We eventually did luck into another performance boost. Using Bindel's kernel we had experimented with the -funroll-loops flag and assumed it would do a near optimal job, and thought this would be especially true on a small matrix with size known at compile time. This turned out to be wrong. After adding '#pragma unroll(8)' above the main loop on a whim the kernel jumped to 5500Mflops (see table 4). The use of icc compiler actually was better for our kernel, compared to Dr. Bindel's.

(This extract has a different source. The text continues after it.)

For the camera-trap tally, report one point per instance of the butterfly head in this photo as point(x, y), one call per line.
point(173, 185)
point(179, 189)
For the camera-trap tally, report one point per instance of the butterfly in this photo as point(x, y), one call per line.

The new kernel was not ready in time to integrate with the main dgemm routine. It is available only in mm\_kernel/kdgemm\_doublerainbow.c. It is likely some performance would be lost making it work with larger matrices. One thing to note though was that using Dr. Bindel's kernel, we achieved roughly 4 Gflops of performance, while the simplest case in ktimer allowed 4.8 Gflops. One can safely hypothesize that with an

CS 5220 (Bindel): HW 1

8 by 8 kernel, we would get about 5 Gflops in performance for the best cases, and slightly lower for odd cases.